Das sagte kürzlich auch die Immunologin Nina Pilat-Michalek von der MedUni Wien zum KURIER: "Die Narkolepsie war eine bekannte Nebenwirkung der Erkrankung."
Kein Eingriff ins Erbgut
Neuerlich betonen Wissenschafterinnen und Wissenschafter auch, dass sich die mRNA der Impfstoffe nicht in die DNA, also unsere Erbsubstanz, integrieren könne: "Die Erbinformation des Menschen befindet sich in Form von DNA im Zellkern, dorthin gelangt die mRNA gar nicht", sagte die Virologin Melanie Brinkmann in ZDFheute.
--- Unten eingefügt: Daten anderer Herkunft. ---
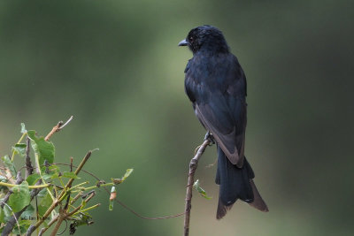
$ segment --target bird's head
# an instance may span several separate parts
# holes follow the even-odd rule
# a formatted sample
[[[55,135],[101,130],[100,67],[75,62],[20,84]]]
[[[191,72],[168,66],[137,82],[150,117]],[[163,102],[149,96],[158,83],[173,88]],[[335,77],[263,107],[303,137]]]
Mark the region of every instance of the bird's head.
[[[195,54],[200,50],[208,52],[228,52],[228,46],[221,31],[211,26],[202,26],[191,29],[187,38],[178,46],[189,46]]]

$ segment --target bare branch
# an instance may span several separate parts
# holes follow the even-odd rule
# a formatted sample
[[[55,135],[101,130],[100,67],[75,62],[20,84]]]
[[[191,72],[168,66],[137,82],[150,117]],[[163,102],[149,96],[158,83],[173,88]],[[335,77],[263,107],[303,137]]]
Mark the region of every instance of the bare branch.
[[[31,157],[29,156],[29,138],[27,138],[27,147],[26,147],[26,173],[25,173],[25,179],[27,179],[29,175],[33,173],[33,166],[31,163]]]
[[[55,126],[51,131],[50,132],[50,133],[47,134],[47,136],[45,136],[44,140],[45,141],[49,141],[50,139],[50,137],[57,132],[59,132],[62,128],[64,128],[65,126],[67,126],[67,124],[69,124],[70,121],[72,121],[72,119],[73,118],[73,116],[71,116],[69,118],[69,119],[64,124],[63,121],[59,121],[58,122],[57,126]]]
[[[187,193],[186,193],[186,206],[184,216],[184,236],[189,235],[189,219],[190,219],[190,209],[192,208],[192,188],[194,183],[194,174],[196,172],[199,158],[202,156],[206,147],[212,142],[208,138],[204,140],[202,145],[199,146],[196,156],[190,160],[189,163],[189,173],[187,183]]]

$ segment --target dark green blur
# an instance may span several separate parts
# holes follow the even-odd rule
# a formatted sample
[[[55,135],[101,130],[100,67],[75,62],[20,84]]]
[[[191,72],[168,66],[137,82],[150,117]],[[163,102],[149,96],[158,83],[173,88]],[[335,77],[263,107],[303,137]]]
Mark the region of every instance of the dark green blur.
[[[191,235],[351,235],[352,1],[1,1],[0,154],[19,124],[52,137],[57,161],[101,179],[134,173],[118,197],[147,217],[184,210],[189,162],[204,131],[184,94],[194,27],[224,32],[248,79],[246,156],[270,212],[237,202],[215,219],[215,147],[196,178]],[[17,157],[19,158],[19,157]],[[183,218],[142,220],[99,191],[76,235],[181,235]],[[92,202],[93,204],[94,202]],[[65,235],[68,235],[68,232]]]

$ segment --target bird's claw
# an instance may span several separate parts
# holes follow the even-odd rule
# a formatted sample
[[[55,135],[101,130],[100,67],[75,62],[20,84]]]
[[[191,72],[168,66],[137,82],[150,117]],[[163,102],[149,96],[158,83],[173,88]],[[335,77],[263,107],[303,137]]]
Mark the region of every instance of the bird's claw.
[[[215,140],[214,137],[212,137],[212,133],[210,131],[206,132],[204,141],[209,140],[210,143],[208,144],[209,146],[212,146],[212,144],[215,144]]]

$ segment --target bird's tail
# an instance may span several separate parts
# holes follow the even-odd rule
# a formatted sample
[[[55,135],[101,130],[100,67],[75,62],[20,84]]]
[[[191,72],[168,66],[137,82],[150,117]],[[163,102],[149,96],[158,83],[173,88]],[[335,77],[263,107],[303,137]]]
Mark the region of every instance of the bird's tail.
[[[221,148],[218,147],[218,170],[215,182],[220,187],[217,219],[222,218],[237,199],[261,211],[268,211],[266,202],[253,182],[254,177],[252,168],[246,158],[244,158],[243,166],[238,168],[231,164]]]

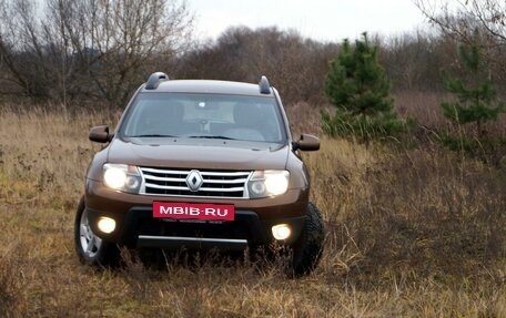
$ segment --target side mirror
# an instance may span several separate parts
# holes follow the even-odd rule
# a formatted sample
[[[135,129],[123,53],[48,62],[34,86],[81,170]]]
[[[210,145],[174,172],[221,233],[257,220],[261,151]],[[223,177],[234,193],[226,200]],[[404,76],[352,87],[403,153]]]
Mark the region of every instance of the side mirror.
[[[316,136],[310,134],[302,134],[297,142],[293,143],[293,150],[301,150],[306,152],[320,150],[320,140]]]
[[[88,139],[97,143],[109,143],[112,140],[113,134],[109,134],[109,126],[95,126],[90,130]]]

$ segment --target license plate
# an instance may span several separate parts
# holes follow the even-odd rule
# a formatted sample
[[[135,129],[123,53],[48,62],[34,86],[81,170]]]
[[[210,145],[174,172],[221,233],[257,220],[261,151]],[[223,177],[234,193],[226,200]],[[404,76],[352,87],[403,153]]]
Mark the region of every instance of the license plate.
[[[234,220],[232,204],[153,202],[153,217],[174,219]]]

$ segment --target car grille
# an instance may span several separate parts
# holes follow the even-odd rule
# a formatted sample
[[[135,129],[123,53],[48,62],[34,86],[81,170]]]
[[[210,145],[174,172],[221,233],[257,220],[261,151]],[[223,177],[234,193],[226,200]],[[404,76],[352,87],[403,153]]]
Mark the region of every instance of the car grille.
[[[246,181],[252,172],[198,171],[202,183],[190,189],[186,178],[192,170],[141,167],[143,186],[141,194],[192,197],[247,197]],[[193,173],[194,174],[194,173]],[[190,183],[192,183],[190,181]]]

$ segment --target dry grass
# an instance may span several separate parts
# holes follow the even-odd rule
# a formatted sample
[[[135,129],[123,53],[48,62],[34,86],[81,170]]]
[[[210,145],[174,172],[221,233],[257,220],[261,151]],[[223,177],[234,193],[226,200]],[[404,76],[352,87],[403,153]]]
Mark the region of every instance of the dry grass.
[[[291,114],[293,115],[293,114]],[[315,116],[301,131],[317,133]],[[321,266],[79,264],[73,216],[111,116],[0,110],[0,317],[506,317],[506,171],[437,147],[323,139],[304,154],[324,214]]]

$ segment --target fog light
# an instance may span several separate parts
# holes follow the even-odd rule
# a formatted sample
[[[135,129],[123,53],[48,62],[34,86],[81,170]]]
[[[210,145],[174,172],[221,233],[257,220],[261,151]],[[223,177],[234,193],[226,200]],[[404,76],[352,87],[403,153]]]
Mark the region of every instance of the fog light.
[[[115,220],[110,217],[102,216],[99,218],[99,223],[97,224],[99,229],[105,234],[112,233],[115,228]]]
[[[292,229],[287,224],[277,224],[272,227],[272,235],[277,240],[283,240],[290,237]]]

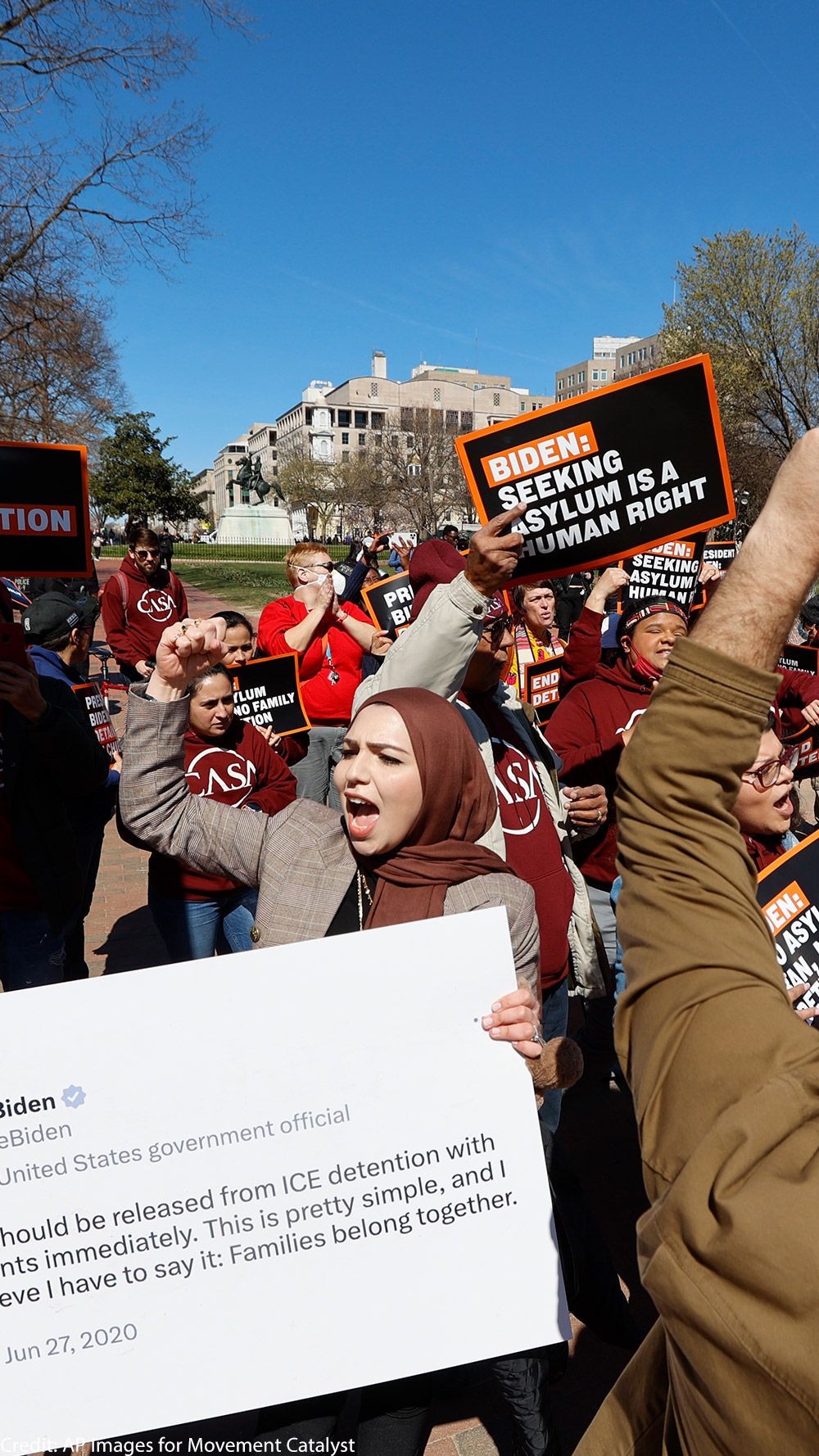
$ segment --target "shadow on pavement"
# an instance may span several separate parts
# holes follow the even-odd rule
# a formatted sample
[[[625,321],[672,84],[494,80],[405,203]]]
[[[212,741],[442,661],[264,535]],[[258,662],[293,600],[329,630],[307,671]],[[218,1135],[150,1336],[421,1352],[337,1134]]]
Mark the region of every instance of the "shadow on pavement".
[[[93,954],[106,957],[103,976],[168,964],[165,942],[147,906],[119,916],[103,945],[95,946]]]

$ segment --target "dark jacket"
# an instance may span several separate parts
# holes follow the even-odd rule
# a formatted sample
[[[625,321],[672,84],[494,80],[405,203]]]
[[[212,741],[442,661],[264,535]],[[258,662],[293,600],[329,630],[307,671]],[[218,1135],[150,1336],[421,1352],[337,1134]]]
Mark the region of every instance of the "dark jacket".
[[[36,724],[3,705],[6,805],[23,868],[61,930],[85,885],[70,808],[102,788],[111,760],[64,683],[41,677],[39,690],[48,708]]]
[[[602,783],[609,799],[606,823],[574,846],[574,859],[587,879],[611,885],[616,869],[614,798],[622,753],[622,729],[632,728],[651,700],[651,686],[634,677],[622,658],[615,667],[597,667],[560,702],[549,718],[546,737],[563,759],[565,783]]]

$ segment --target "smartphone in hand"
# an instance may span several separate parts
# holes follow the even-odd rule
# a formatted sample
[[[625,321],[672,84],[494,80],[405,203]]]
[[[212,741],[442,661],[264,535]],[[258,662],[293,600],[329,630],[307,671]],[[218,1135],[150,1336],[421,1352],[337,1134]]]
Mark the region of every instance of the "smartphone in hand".
[[[0,622],[0,662],[13,662],[29,671],[26,642],[19,622]]]

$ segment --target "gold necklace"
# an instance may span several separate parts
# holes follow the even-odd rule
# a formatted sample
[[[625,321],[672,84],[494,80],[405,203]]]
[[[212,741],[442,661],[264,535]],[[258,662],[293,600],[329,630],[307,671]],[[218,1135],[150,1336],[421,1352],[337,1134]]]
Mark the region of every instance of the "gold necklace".
[[[363,930],[364,929],[364,895],[367,898],[367,914],[370,913],[370,906],[373,903],[373,897],[370,894],[370,887],[369,887],[367,881],[364,879],[364,877],[363,877],[363,874],[361,874],[360,869],[356,871],[356,882],[358,885],[358,930]],[[363,894],[361,894],[361,891],[363,891]]]

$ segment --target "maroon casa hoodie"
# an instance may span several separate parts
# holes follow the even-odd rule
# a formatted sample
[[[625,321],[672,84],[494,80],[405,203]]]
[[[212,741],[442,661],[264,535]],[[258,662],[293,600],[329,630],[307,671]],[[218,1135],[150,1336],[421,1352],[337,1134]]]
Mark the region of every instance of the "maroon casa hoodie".
[[[125,601],[122,601],[122,585]],[[172,571],[156,571],[150,581],[125,556],[119,571],[99,593],[108,645],[118,662],[136,667],[153,657],[165,628],[188,616],[185,588]]]
[[[278,814],[296,798],[296,779],[284,759],[258,728],[238,718],[223,738],[200,738],[188,728],[185,778],[191,794],[243,812]],[[213,900],[242,888],[227,875],[208,875],[156,852],[149,860],[149,879],[159,894],[173,900]]]
[[[602,783],[609,811],[605,824],[589,839],[573,843],[574,859],[596,885],[616,877],[616,817],[614,796],[622,753],[622,729],[646,712],[651,684],[634,677],[622,658],[615,667],[597,667],[589,683],[579,683],[555,708],[545,734],[563,759],[561,779],[571,785]]]

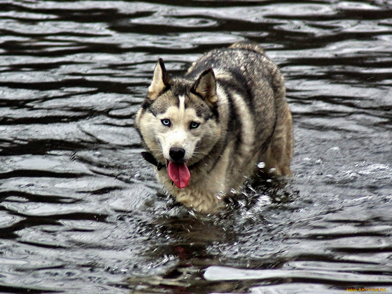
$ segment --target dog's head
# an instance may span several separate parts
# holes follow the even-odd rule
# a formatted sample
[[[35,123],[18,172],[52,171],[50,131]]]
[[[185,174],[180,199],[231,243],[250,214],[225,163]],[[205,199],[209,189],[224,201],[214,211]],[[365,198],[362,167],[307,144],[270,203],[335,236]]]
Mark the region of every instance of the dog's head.
[[[180,183],[189,180],[187,167],[208,156],[220,136],[217,102],[212,69],[191,80],[172,79],[159,59],[136,123],[149,152],[167,163],[179,187],[187,185]],[[178,185],[173,178],[179,177]]]

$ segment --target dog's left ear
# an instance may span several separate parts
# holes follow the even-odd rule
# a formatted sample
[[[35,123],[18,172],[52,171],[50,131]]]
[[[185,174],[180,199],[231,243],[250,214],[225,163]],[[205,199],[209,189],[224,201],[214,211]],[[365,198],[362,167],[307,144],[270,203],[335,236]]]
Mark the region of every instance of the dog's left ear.
[[[154,70],[154,76],[148,88],[147,98],[151,101],[155,100],[170,87],[171,83],[171,80],[166,73],[163,60],[160,58]]]
[[[195,82],[191,91],[200,96],[211,106],[216,103],[216,83],[212,68],[204,71]]]

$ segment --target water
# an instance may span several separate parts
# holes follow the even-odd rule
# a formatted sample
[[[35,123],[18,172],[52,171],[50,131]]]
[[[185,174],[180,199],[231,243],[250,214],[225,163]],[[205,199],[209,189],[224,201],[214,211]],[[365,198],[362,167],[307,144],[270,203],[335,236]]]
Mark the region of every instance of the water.
[[[392,293],[392,2],[0,11],[0,292]],[[135,112],[158,58],[180,73],[245,40],[286,77],[294,175],[194,214],[160,192]]]

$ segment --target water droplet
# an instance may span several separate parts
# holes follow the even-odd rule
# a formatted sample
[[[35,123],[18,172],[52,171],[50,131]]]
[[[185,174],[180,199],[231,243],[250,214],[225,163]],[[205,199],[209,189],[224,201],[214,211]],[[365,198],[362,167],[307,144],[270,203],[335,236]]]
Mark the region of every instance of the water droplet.
[[[263,169],[265,167],[265,163],[259,162],[257,164],[257,167],[259,169]]]

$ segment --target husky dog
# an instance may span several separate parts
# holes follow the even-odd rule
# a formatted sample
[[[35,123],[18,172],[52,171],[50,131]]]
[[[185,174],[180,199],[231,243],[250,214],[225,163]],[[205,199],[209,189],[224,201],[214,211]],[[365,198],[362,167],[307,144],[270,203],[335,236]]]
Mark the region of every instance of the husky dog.
[[[291,174],[292,125],[279,70],[258,45],[240,43],[207,53],[182,77],[160,59],[136,117],[158,180],[206,213],[261,169]]]

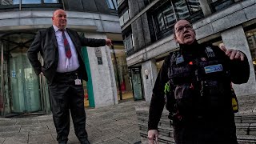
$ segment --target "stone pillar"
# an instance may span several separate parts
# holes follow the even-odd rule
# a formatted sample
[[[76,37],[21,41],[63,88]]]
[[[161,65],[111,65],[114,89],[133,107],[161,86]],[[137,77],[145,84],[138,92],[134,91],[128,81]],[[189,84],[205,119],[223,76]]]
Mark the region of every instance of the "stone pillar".
[[[150,102],[153,87],[158,77],[158,70],[155,60],[150,59],[143,62],[142,65],[142,70],[145,100],[147,102]],[[148,72],[147,77],[146,74],[146,71]]]
[[[248,58],[250,68],[250,78],[247,83],[234,85],[234,89],[238,96],[250,95],[256,94],[255,74],[250,55],[248,42],[242,26],[227,30],[221,34],[225,46],[229,49],[236,49],[242,51]],[[239,69],[239,67],[238,67]]]
[[[211,10],[210,7],[210,2],[206,0],[199,0],[200,6],[204,16],[208,16],[211,14]]]
[[[86,33],[85,36],[91,38],[106,38],[106,35],[97,33]],[[98,63],[95,48],[87,47],[96,108],[118,103],[110,48],[108,46],[99,48],[102,53],[102,65]]]

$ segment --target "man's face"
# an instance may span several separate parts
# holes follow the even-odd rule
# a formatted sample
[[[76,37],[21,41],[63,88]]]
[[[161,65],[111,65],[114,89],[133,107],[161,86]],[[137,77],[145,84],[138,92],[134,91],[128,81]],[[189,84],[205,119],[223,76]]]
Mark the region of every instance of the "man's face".
[[[195,32],[189,22],[180,20],[174,26],[174,38],[178,43],[190,45],[195,40]]]
[[[66,26],[66,14],[62,10],[58,10],[54,13],[53,25],[56,26],[59,29],[65,29]]]

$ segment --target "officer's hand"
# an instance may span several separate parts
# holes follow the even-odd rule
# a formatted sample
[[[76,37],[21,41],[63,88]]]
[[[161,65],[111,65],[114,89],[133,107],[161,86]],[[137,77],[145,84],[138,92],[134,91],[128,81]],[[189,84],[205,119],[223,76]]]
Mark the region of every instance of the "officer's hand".
[[[233,59],[240,59],[243,61],[245,59],[245,54],[239,50],[230,49],[227,50],[224,45],[219,45],[219,48],[226,53],[226,55],[230,57],[231,60]]]
[[[149,138],[149,143],[154,144],[154,141],[155,143],[158,143],[158,131],[157,130],[150,130],[147,133],[147,138]]]
[[[106,45],[108,46],[113,46],[111,39],[106,39]]]

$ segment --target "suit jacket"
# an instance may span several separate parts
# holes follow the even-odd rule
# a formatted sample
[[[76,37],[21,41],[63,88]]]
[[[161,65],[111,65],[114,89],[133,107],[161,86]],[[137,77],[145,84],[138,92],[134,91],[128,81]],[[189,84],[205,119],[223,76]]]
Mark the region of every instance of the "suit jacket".
[[[81,38],[77,32],[72,30],[66,29],[66,30],[69,34],[78,53],[80,64],[79,70],[82,72],[82,79],[87,81],[88,77],[81,48],[82,46],[103,46],[106,45],[106,40]],[[40,52],[43,58],[43,66],[42,66],[38,60],[38,52]],[[27,57],[35,73],[38,75],[42,72],[48,82],[51,83],[58,62],[58,48],[53,26],[38,31],[27,51]]]

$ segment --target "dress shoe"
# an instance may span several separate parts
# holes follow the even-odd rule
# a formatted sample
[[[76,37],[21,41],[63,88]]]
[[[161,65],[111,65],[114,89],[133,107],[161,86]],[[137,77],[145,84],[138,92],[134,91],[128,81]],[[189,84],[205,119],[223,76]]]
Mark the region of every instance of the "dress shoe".
[[[58,144],[67,144],[67,142],[59,142]]]
[[[81,142],[81,144],[90,144],[90,142],[88,140],[85,140]]]

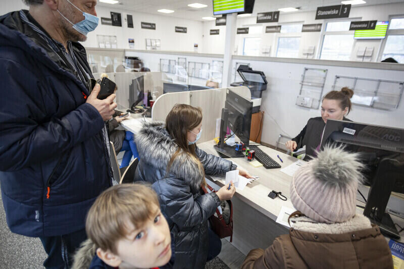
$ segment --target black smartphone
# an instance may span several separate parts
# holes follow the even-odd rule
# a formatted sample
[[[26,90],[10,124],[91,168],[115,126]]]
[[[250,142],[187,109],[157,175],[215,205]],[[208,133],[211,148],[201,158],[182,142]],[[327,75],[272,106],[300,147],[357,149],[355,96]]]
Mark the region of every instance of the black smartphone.
[[[93,78],[90,78],[88,80],[88,82],[87,82],[87,86],[88,87],[88,92],[91,93],[91,91],[95,87],[95,84],[97,84],[97,81],[94,79]]]
[[[114,93],[115,91],[116,84],[106,77],[103,78],[103,80],[101,81],[99,85],[101,87],[101,89],[99,90],[97,98],[100,100],[105,99]]]

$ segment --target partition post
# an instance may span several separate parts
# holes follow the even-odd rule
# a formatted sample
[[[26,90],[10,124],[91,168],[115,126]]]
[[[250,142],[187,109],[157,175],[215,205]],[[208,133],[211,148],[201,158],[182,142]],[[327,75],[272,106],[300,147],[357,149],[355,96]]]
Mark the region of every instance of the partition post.
[[[237,13],[227,14],[226,19],[226,38],[223,55],[223,74],[222,77],[222,87],[230,86],[231,83],[231,58],[234,50],[234,40],[236,35],[236,19]]]

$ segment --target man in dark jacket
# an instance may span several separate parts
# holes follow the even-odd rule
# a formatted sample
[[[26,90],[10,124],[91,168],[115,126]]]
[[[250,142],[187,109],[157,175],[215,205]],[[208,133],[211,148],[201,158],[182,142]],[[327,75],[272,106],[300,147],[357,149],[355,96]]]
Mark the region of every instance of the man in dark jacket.
[[[99,86],[89,94],[76,42],[93,28],[83,24],[96,1],[25,2],[29,12],[0,17],[2,195],[11,231],[40,239],[46,267],[67,268],[88,209],[111,185],[105,121],[116,104],[96,98]]]

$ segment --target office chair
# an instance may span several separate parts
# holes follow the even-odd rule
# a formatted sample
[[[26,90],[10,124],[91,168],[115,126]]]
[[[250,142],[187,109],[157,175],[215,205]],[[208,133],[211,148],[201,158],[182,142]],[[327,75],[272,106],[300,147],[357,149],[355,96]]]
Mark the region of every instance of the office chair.
[[[111,141],[110,141],[110,162],[112,168],[113,176],[115,181],[119,182],[121,179],[121,171],[119,170],[115,148],[114,147],[114,143]]]
[[[132,161],[132,163],[129,164],[126,170],[122,175],[121,178],[121,181],[119,182],[120,184],[123,183],[133,183],[133,178],[135,177],[135,172],[136,169],[137,168],[137,164],[139,163],[139,159],[135,158],[135,159]]]

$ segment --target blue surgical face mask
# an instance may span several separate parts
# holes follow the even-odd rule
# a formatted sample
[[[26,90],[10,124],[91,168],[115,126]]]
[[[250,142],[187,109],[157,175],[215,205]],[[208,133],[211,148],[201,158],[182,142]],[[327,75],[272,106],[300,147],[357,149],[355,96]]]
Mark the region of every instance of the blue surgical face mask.
[[[83,12],[83,16],[84,16],[84,19],[82,21],[78,22],[76,24],[73,24],[73,23],[68,20],[68,19],[63,16],[63,14],[60,13],[60,12],[58,10],[58,12],[59,13],[59,14],[62,15],[62,17],[65,18],[66,20],[70,22],[73,25],[73,28],[76,31],[78,32],[79,33],[86,36],[87,34],[88,33],[88,32],[91,32],[91,31],[94,31],[97,26],[98,26],[98,18],[97,17],[95,17],[94,15],[92,15],[89,13],[86,13],[79,8],[76,7],[74,5],[73,5],[70,1],[69,0],[66,0],[68,2],[70,3],[73,7],[79,10],[79,11]]]
[[[202,134],[202,129],[200,129],[200,131],[199,131],[199,132],[197,134],[195,134],[195,133],[194,133],[192,131],[189,131],[189,132],[190,132],[191,133],[193,133],[194,135],[196,135],[196,139],[195,139],[194,141],[193,141],[193,142],[189,142],[189,141],[188,141],[188,145],[192,145],[192,144],[195,144],[195,143],[196,143],[196,141],[198,141],[198,140],[199,138],[200,138],[200,135]]]

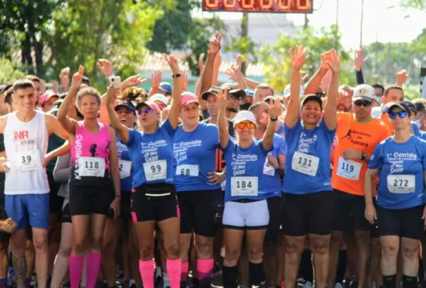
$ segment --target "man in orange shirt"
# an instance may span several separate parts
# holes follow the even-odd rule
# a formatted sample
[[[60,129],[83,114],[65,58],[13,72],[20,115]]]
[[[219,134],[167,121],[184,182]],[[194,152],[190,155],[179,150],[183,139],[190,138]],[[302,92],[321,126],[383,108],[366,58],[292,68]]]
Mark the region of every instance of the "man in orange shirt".
[[[371,116],[374,88],[362,84],[355,87],[353,113],[337,115],[336,145],[331,177],[335,191],[336,222],[330,249],[328,287],[334,287],[339,248],[343,232],[355,230],[358,247],[358,267],[365,267],[369,256],[371,225],[364,217],[363,183],[370,157],[374,147],[390,136],[387,125]],[[366,287],[366,269],[358,269],[358,288]]]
"Zu glauben, dass Impfstoffe, die im Körper gar nicht mehr vorhanden sind, irgendwelche Spätschäden verursachen könnten, ist wie zu glauben, dass Medikamente ohne Wirkstoffe eine Wirkung haben könnten. Wer würde das bitte glauben!?", schreibt die Ärztin Natalie Grams-Nobmann auf Twitter.
Und viele Expertinnen und Experten betonen auch: Angesichts von alleine in den USA bereits mehr als 400 Millionen verimpften Dosen hätten auch ganz seltene Nebenwirkungen bei den Covid-19-Impfstoffen schon längst auffallen müssen.